In most pathogens, multiple strains are maintained within host populations. Quantifying the mechanisms underlying strain coexistence would aid public health planning and improve understanding of disease dynamics. We argue that mathematical models of strain coexistence, when applied to indistinguishable strains, should meet criteria for both ecological neutrality and population genetic neutrality. We show that closed clonal transmission models which can be written in an "ancestor-tracing" form that meets the former criterion will also satisfy the latter. Neutral models can be a parsimonious starting point for studying mechanisms of strain coexistence; implications for past and future studies are discussed.

Fig. 1

(A) structure of the model in Eq. (1). Hosts may become infected by one or two strains (which may be the same or different), but not more; second infections occur at a reduced rate compared to primary infections. Among hosts who have two strains already, it is possible (if c>0) for one strain to “knock out” another. See text for more details (B) General approach for a model with multiple infections. The figure shows compartments with different multiplicities of infection, starting from an uninfected shaded state. Infection from this state leads to an infected state with strain i. Superinfection leads to a dually infected state, a triply infected state, and so on, leading potentially but not necessarily to increased infectiousness. The ‘knock-out’ process is not shown explicitly. If the ‘ladder’ of superinfection is truncated to two co-infections, this model is equivalent to the model of A.

Fig. 2

Evolution of the model in Eq. (1) under various starting conditions.
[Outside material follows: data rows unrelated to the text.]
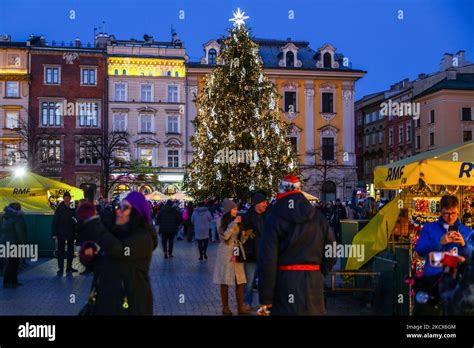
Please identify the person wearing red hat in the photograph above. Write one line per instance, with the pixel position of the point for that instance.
(291, 260)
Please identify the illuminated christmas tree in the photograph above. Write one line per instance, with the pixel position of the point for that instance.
(241, 142)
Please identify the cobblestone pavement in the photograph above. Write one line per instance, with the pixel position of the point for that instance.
(181, 286)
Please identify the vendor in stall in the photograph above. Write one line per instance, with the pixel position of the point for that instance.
(446, 234)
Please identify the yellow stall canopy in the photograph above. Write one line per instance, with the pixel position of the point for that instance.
(34, 192)
(452, 165)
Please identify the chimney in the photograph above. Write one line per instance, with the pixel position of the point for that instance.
(451, 74)
(5, 38)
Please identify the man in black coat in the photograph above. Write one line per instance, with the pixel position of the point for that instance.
(252, 224)
(292, 262)
(169, 219)
(64, 230)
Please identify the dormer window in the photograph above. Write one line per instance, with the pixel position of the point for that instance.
(212, 56)
(327, 60)
(290, 59)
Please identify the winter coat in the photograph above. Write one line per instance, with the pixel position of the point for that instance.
(252, 223)
(430, 238)
(201, 219)
(226, 271)
(64, 222)
(294, 233)
(13, 226)
(169, 219)
(123, 267)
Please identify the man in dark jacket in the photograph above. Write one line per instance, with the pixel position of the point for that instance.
(169, 219)
(252, 224)
(14, 230)
(291, 261)
(64, 229)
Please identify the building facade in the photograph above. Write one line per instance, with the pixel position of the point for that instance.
(146, 93)
(67, 110)
(14, 93)
(318, 90)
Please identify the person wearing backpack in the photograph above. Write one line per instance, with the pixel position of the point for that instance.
(14, 232)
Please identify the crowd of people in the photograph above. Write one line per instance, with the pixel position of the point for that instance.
(276, 246)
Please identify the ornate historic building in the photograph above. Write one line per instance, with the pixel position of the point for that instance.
(14, 90)
(146, 81)
(317, 89)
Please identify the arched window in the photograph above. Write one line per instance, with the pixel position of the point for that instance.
(327, 60)
(212, 56)
(290, 59)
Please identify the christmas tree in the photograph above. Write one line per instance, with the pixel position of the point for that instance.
(241, 142)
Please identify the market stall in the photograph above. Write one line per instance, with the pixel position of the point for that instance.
(38, 196)
(420, 181)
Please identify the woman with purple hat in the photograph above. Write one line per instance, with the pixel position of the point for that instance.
(124, 257)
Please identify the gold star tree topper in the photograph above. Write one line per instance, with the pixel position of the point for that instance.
(239, 18)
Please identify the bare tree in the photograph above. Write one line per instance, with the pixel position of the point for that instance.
(113, 153)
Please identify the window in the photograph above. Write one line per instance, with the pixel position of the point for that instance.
(328, 102)
(11, 154)
(88, 115)
(400, 134)
(50, 151)
(12, 119)
(173, 124)
(146, 156)
(146, 93)
(327, 60)
(466, 135)
(172, 94)
(173, 158)
(51, 114)
(146, 124)
(120, 92)
(12, 89)
(290, 59)
(466, 114)
(328, 149)
(51, 75)
(120, 122)
(88, 153)
(290, 102)
(212, 56)
(88, 76)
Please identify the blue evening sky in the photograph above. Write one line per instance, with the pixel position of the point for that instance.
(368, 32)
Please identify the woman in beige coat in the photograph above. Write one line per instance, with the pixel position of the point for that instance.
(227, 272)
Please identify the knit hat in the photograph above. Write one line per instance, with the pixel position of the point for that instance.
(289, 183)
(85, 210)
(258, 198)
(139, 203)
(228, 205)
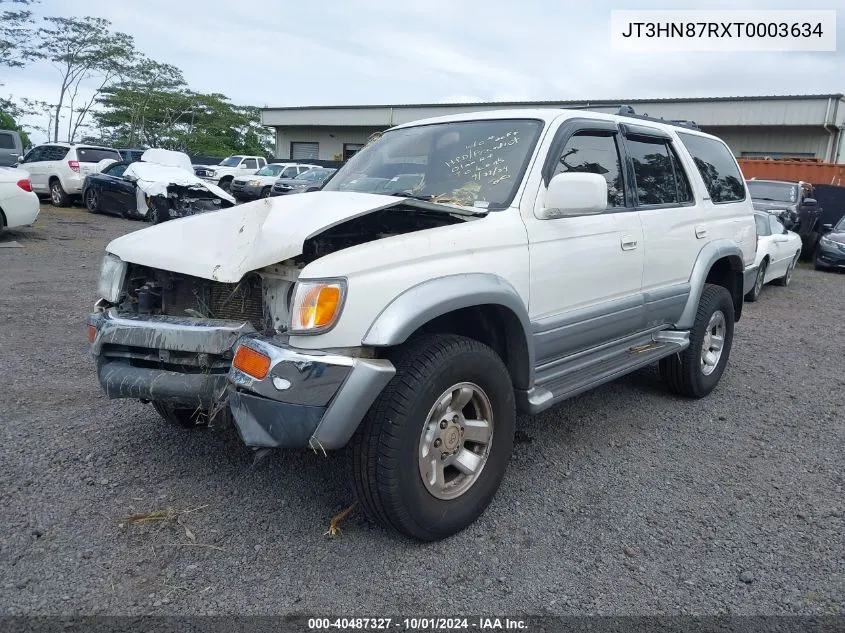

Left ordinate shows the state variables; right ordinate shows f₁ (in black). Colors: I₁: red; I₂: green; I₁₁: blue; I₁₂: tan; I₂₂: magenta. Parameters: c=0.14; k=0.4; q=0.5; β=2; u=1.

Fig. 3

Alternative model structures. (A) Model equations 11; (B) Model equations 12; (C) Model equations 14.

Fig. 4

Models with immunity. (A) A model with strain-specific immunity, Eq. (15). This model is not neutral, and it promotes stable coexistence of the two strains. (B) A neutral model with immunity, Eq. (16). This model has immune states that depend only on the number of times a host has been infected, but not on which strains have infected the host.